I was watching a TV show a while back and heard the term "King of Foreplay" used during a conversation about relationships.  I’m certainly not claiming that title but I’ve studied as hard as I could over the years and I’m close to reaching that goal.  If I could live at least seventy-five more years I might just make it.  There are no hard and fast rules on foreplay because what works for one women doesn’t work for the next.  It can be very difficult and time consuming for the inexperienced man to figure these things out.

After cruising around the net I found this list of foreplay tips on how to be a better lover.  I’ll make a short comment on each since I’ve probably tried them all at one time or another. As with everything, some worked and some didn’t.  See what you think.  For you inexperienced young guys out there pay attention and learn from your elders.

Masturbate for your partner – Didn’t Work
Masturbate each other – Worked
Masturbate your partner – Worked
Suck nipples – Worked
Role-Play – Didn’t Work
Whole body massage – Worked
Give a lap dance or strip tease – Never as Foreplay
Shower together – Never as Foreplay
Tie one of you up – Really Worked
Oral Sex – Really Worked
Tickle – Never Tried
Nibble earlobes – Worked
Spank playfully – Really Worked
Talk dirty to each other – Worked
Blindfold one of you – Really Worked
Used sex toys – Really Worked
Shave each other’s private areas – Worked
Suck fingertips – Worked
Watch a porno – Never as Foreplay
Play an Adult Sex Game – Never Tried
Drip hot wax on your lover – Really worked
Body paint each other – Never as Foreplay

Hopefully the woman your trying to seduce doesn’t require any more than two or three of them.  My advice is to become proficient in them all and begin your life-long search for that "King of Foreplay" title.

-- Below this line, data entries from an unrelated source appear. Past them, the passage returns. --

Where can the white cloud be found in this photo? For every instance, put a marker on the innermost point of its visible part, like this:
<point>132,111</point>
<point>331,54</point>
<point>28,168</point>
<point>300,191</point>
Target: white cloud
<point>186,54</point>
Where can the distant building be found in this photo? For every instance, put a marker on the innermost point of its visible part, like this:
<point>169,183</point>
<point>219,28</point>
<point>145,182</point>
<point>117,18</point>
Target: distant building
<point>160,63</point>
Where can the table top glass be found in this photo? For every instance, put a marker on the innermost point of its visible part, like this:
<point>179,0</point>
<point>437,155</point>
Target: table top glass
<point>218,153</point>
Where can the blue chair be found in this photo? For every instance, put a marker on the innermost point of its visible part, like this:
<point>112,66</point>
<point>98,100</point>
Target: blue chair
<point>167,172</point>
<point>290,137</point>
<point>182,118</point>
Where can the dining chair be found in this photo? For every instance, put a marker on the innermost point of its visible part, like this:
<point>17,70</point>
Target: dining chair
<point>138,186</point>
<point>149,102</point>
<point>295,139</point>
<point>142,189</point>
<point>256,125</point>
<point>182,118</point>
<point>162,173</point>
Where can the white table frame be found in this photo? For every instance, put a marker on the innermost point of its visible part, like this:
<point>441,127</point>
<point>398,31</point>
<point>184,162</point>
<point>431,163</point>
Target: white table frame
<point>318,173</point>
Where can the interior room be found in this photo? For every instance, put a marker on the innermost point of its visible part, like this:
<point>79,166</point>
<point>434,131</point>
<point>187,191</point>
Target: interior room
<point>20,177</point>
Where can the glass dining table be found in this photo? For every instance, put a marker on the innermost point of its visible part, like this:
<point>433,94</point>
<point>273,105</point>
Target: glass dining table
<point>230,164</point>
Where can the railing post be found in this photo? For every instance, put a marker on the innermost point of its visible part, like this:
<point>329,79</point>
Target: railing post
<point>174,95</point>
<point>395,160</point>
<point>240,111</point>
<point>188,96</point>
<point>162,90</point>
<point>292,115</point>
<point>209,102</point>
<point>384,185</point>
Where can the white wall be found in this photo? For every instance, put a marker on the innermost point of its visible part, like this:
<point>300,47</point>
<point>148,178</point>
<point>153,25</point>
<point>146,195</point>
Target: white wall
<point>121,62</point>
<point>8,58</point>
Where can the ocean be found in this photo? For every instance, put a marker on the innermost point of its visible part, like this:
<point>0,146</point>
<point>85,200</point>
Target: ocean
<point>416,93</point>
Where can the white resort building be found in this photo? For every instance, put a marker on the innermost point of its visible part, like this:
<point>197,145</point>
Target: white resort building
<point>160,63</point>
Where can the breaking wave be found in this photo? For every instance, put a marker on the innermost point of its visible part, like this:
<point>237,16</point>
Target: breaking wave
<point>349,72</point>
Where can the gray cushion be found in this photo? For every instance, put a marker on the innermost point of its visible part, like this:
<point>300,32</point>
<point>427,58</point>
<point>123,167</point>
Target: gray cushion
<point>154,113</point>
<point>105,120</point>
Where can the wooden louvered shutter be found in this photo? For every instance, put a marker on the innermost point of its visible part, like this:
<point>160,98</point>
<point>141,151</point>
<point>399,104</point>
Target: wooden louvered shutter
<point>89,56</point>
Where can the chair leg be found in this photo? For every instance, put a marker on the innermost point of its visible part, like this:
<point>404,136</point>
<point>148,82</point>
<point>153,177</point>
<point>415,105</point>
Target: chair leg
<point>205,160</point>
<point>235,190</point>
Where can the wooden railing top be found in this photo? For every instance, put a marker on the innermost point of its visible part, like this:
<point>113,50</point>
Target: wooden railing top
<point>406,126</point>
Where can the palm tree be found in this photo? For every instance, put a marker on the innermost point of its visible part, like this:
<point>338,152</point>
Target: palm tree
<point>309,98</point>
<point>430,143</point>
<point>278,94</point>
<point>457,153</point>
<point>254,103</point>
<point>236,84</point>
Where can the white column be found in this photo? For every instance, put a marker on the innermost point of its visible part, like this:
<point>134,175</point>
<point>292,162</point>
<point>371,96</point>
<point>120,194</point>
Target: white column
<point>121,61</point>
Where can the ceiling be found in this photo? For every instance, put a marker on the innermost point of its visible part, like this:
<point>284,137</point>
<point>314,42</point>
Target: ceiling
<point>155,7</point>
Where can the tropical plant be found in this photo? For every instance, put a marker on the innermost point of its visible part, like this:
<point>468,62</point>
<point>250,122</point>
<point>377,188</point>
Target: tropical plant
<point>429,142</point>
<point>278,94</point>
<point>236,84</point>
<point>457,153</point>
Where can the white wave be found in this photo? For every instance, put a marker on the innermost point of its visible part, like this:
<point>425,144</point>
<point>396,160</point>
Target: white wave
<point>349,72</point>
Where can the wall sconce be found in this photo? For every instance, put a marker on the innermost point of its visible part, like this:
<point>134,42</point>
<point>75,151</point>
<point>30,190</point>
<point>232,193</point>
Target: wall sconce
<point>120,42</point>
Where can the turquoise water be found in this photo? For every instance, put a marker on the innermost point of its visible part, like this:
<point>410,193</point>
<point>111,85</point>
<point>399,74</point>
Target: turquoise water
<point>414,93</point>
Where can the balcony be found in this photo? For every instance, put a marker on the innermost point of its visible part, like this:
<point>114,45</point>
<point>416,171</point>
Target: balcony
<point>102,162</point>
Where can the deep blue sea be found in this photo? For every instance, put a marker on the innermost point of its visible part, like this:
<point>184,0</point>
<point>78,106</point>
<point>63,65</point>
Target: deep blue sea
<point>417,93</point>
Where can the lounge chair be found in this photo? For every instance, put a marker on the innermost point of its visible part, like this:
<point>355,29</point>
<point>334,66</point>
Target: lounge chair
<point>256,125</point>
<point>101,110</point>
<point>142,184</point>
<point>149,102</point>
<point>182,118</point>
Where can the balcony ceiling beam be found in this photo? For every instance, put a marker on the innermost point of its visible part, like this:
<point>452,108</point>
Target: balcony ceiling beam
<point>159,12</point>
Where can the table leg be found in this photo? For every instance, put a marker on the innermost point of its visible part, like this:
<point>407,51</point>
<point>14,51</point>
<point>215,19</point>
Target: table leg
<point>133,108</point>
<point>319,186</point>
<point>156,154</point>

We all know who Dr. Ruth is I think.  She’s the four and a half foot tall sex expert who has the answers to every sex question.  Here are a few tips from her for  those men who are having difficulties.

  • Check it out. If anything "down there" hurts or isn’t working the way you think it should, don’t wonder about it — see a doctor. For him, difficulty maintaining an erection and, for her, pain during intercourse always requires a medical evaluation.
  • Don’t zone out. Many couples are embarrassed to ask their partner to stimulate erogenous zones that are very pleasurable but can be considered taboo. The nipples, the anus, the back of the neck — all have nerve endings. So don’t be shy. The only shame when it comes to foreplay is a missed opportunity for pleasure.
  • Stay the course. There is a moment before orgasm when many women give up, thinking nothing will happen. It’s a self-sabotaging mistake. Stay with the stimulation and the orgasm will come.
  • There is not an exact science to foreplay. You and your partner(s) should understand what you need and want from each other. While we speak about foreplay techniques we must regard before anything else that every human being is distinctive and diverse from each person else and the above-mentioned foreplay techniques have a different impact from one person to another. Accustom yourself to the occasion.

Isn’t Dr. Ruth just terrific.  I’ve always wondered if growing up at “zipper height” caused her to pursue sex as her life’s work.  Just a thought.

Research indicates more than 85% of ladies reached more intense orgasms when their partners spent more than 10 minutes on foreplay.  So boys, increase your number of  foreplay techniques and become more sexually adventurous.  It’s worth every second for you to bone up (pun intended) on your skills.  They’ll serve you well for many decades to come (again pun intended).